Sale l’attenzione internazionale attorno al focolaio di Hantavirus scoppiato a bordo della nave da crociera Mv Hondius, mentre diversi Paesi stanno gestendo evacuazioni, isolamenti e nuovi casi positivi. La situazione resta sotto stretto monitoraggio sanitario, soprattutto dopo il peggioramento delle condizioni di una paziente francese durante il rientro.

La donna, una delle cinque passeggere francesi rimpatriate ieri, è risultata positiva al test e le sue condizioni si sono aggravate nelle ultime ore. È il primo caso confermato in Francia legato direttamente all’evacuazione dalla nave, e rappresenta un elemento di particolare preoccupazione per le autorità sanitarie.

Parallelamente, arriva anche una notizia drammatica dalle operazioni di evacuazione a Tenerife: un agente della Guardia Civil spagnola di 62 anni è morto per infarto mentre era impegnato nello sbarco e nel rimpatrio dei passeggeri della nave. Nonostante i tentativi di rianimazione durati circa 40 minuti, non è stato possibile salvargli la vita.

Negli Stati Uniti, invece, un passeggero rimpatriato dalla nave è risultato positivo all’Hantavirus, pur rimanendo asintomatico. Il caso riguarda uno dei cittadini americani evacuati e sarà trasferito in una struttura specializzata per la gestione di malattie infettive ad alto rischio.

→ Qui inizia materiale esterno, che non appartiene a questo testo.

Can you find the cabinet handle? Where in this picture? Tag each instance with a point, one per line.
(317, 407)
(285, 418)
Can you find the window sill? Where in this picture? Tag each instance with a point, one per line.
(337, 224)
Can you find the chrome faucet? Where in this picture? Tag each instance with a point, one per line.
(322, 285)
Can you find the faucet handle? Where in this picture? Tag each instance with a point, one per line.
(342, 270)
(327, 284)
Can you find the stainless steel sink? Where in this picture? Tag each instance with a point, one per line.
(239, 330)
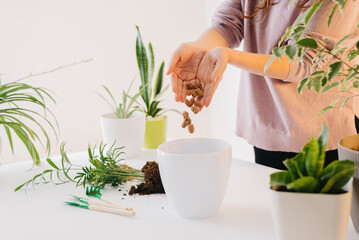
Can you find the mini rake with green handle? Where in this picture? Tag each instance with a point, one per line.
(103, 209)
(95, 192)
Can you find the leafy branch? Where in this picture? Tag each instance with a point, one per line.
(342, 73)
(105, 169)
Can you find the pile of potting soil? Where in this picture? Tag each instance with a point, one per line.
(152, 184)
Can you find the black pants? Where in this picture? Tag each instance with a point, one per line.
(275, 159)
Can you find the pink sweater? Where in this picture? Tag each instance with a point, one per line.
(271, 115)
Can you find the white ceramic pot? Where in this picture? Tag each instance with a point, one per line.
(128, 132)
(345, 152)
(299, 216)
(195, 174)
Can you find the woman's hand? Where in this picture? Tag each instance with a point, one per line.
(184, 66)
(210, 72)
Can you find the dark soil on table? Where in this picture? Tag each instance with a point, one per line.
(152, 184)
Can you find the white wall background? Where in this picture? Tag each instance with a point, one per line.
(39, 35)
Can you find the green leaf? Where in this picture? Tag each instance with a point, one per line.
(311, 11)
(293, 165)
(337, 175)
(306, 184)
(269, 63)
(52, 164)
(344, 103)
(312, 157)
(142, 63)
(280, 178)
(317, 84)
(302, 84)
(291, 51)
(151, 63)
(356, 84)
(330, 86)
(324, 110)
(334, 69)
(308, 43)
(159, 79)
(298, 32)
(331, 16)
(278, 51)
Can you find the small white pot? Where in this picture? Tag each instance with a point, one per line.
(299, 216)
(128, 132)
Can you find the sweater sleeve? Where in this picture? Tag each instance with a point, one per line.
(228, 21)
(342, 25)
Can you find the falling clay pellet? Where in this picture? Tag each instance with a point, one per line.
(194, 103)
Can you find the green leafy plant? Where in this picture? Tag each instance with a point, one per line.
(124, 109)
(16, 119)
(306, 173)
(19, 116)
(105, 169)
(146, 64)
(343, 69)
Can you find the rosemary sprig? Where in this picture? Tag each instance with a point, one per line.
(105, 169)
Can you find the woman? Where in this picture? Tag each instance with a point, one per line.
(271, 115)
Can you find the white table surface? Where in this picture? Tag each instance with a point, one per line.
(40, 213)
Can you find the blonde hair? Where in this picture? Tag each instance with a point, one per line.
(265, 5)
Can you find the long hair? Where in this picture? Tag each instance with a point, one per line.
(265, 5)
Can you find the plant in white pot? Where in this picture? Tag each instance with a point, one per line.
(124, 126)
(156, 122)
(342, 74)
(309, 201)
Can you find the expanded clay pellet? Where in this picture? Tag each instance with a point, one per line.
(194, 103)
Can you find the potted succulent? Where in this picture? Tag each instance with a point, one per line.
(124, 126)
(342, 74)
(156, 121)
(309, 201)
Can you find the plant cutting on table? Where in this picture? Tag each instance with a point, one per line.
(17, 118)
(105, 169)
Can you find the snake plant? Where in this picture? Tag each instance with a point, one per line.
(306, 172)
(146, 64)
(18, 115)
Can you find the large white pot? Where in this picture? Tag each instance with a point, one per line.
(128, 132)
(299, 216)
(345, 151)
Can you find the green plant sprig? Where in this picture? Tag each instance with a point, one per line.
(124, 109)
(306, 172)
(105, 169)
(17, 119)
(343, 69)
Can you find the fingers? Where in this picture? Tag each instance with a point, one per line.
(174, 82)
(174, 60)
(208, 94)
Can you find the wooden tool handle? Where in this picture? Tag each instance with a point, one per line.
(115, 203)
(112, 210)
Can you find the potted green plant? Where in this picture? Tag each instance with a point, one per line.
(156, 121)
(342, 74)
(309, 201)
(19, 117)
(124, 126)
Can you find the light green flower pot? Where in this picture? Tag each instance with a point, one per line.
(155, 132)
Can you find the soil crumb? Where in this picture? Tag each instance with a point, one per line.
(152, 184)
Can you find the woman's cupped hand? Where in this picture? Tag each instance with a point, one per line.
(190, 64)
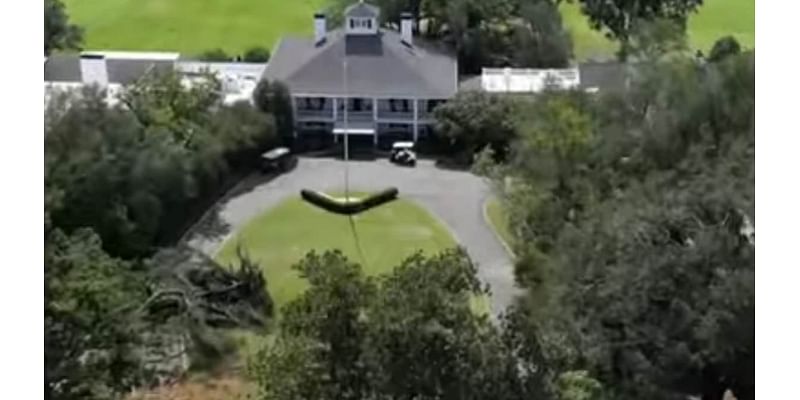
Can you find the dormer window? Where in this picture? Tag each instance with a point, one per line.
(360, 23)
(362, 19)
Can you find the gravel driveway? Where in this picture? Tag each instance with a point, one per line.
(457, 198)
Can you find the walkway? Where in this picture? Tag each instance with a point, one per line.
(455, 197)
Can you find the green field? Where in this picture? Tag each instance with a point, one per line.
(190, 26)
(715, 19)
(283, 235)
(193, 26)
(499, 221)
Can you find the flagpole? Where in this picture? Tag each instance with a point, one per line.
(346, 132)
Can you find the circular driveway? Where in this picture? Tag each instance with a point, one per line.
(457, 198)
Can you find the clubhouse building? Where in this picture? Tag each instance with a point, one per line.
(377, 85)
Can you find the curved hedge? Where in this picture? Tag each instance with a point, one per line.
(337, 206)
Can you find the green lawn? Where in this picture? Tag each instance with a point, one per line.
(499, 220)
(190, 26)
(715, 19)
(283, 235)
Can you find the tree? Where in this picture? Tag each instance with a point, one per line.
(541, 41)
(256, 54)
(724, 47)
(473, 120)
(216, 54)
(409, 334)
(136, 175)
(648, 283)
(652, 39)
(59, 34)
(274, 98)
(89, 342)
(619, 18)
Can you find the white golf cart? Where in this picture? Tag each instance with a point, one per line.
(403, 154)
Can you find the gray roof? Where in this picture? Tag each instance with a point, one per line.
(604, 76)
(362, 10)
(377, 65)
(62, 68)
(125, 71)
(470, 83)
(67, 68)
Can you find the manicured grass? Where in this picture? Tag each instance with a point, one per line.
(190, 26)
(716, 18)
(499, 220)
(193, 26)
(284, 234)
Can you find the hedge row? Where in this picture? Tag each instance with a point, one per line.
(337, 206)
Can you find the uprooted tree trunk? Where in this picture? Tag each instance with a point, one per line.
(191, 295)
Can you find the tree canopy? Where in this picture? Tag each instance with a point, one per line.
(121, 182)
(620, 17)
(59, 33)
(635, 230)
(409, 334)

Secondo le autorità sanitarie americane, l’uomo verrà seguito in un centro di biocontenimento in Nebraska, mentre gli altri passeggeri saranno sottoposti a controlli e monitoraggio. L’aereo con gli evacuati è atteso oggi a Omaha per l’avvio delle procedure di quarantena.

La gestione dei contagi sta coinvolgendo diversi Paesi europei e non solo. I cittadini britannici evacuati sono stati trasferiti in una struttura sanitaria nel Regno Unito, dove resteranno in osservazione per le prime 72 ore prima di proseguire la quarantena domiciliare di 45 giorni.

Anche l’Australia ha disposto misure particolarmente rigide: sei passeggeri saranno isolati per almeno tre settimane in una struttura dedicata, costruita durante la pandemia di Covid-19, per prevenire qualsiasi rischio di diffusione del virus.

Sul fronte istituzionale, il Ministero della Salute italiano ha confermato che il livello di rischio resta basso, ma ha annunciato la pubblicazione di una nuova circolare con linee guida per Regioni e frontiere. Il documento indicherà procedure su tracciamento, sorveglianza e gestione dei casi sospetti.

In parallelo, anche il segretario generale dell’Onu António Guterres ha ribadito che il rischio globale rimane contenuto, pur sottolineando la necessità di coordinamento internazionale per garantire la sicurezza dei passeggeri e del personale coinvolto.